Meet quaint hunchback dino from 130 mn years ago
By IANSFriday, September 10, 2010
LONDON - The quaint-looking predator roamed the planet 130 million years ago hunting and eating smaller dinos and reptiles.
The creature was around 20 feet long, six feet tall and weighed around four and a half tonnes. Nicknamed “the hunchback hunter of Las Hoyas”, it was found near the city of Cuenca in western Spain.
The creature, officially named concavenator corcovatus, is one of the most complete dinosaur fossils yet dug up in Europe, reports the Daily Mail.

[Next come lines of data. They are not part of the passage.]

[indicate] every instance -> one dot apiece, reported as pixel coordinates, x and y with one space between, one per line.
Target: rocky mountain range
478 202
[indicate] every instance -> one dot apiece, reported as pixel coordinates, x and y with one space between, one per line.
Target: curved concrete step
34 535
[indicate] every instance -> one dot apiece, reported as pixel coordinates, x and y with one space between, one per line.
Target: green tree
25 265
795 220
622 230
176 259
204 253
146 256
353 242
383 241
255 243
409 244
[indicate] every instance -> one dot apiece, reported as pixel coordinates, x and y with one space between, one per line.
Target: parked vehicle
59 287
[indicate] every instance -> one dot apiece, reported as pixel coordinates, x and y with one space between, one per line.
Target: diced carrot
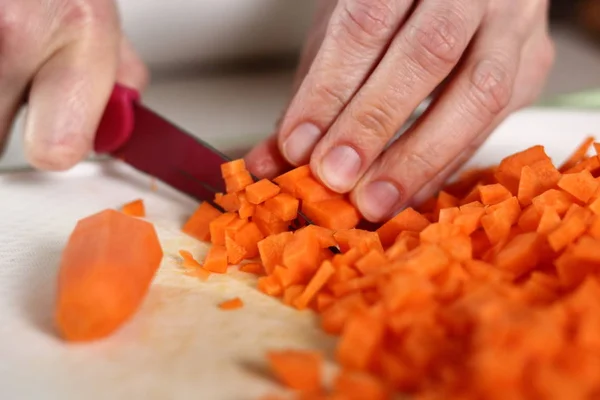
218 227
261 191
252 268
134 208
229 202
233 167
312 191
238 181
284 206
232 304
581 185
289 181
103 276
198 224
406 220
494 194
216 259
333 213
297 369
246 209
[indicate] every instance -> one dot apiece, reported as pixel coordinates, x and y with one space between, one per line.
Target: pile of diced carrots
487 291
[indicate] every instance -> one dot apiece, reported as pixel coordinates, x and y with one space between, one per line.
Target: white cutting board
179 345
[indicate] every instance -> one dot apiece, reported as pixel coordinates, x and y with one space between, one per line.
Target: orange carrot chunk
103 276
259 192
198 225
134 209
297 369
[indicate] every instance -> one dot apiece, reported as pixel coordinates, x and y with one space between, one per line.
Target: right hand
63 57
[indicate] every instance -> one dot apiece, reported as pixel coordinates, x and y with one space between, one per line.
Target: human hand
368 64
63 57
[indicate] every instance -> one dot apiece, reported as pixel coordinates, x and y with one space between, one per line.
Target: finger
132 71
426 50
481 91
356 38
70 91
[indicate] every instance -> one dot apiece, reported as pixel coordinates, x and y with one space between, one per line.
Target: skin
366 65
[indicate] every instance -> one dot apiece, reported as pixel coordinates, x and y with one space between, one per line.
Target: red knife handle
117 122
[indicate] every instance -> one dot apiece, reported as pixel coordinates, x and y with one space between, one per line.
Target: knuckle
366 20
439 41
491 86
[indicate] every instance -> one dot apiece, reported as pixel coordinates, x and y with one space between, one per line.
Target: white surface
179 345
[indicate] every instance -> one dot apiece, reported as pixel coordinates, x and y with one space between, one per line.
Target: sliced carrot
103 276
232 304
198 225
216 259
284 206
261 191
252 268
332 214
134 208
238 181
297 369
406 220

Fossil hunter Francisco Ortega of the National University of Distance Education in Madrid, Spain, said the “exquisitely preserved” skeleton was a brand new species of carcharodontosaurid - a member of the predatory theropods that included T Rex.
They were previously believed to have lived in south of the equator so the discovery described in the journal Nature provides insights into the early evolution of theropods.
Prof Ortega said C corcovatus has “two unusual features” — the pointed humplike structure on its back and a series of small bumps on the forearms.
This unique “hunch-back” has never previously been seen in dinosaurs whereas the bumps are similar to “quill knobs” found in many modern birds where wing feathers are anchored to the bone with ligaments.
As well as its peculiar spine, the dinosaur could help shed light on the origin of feathers on dinosaurs from which today’s birds descended.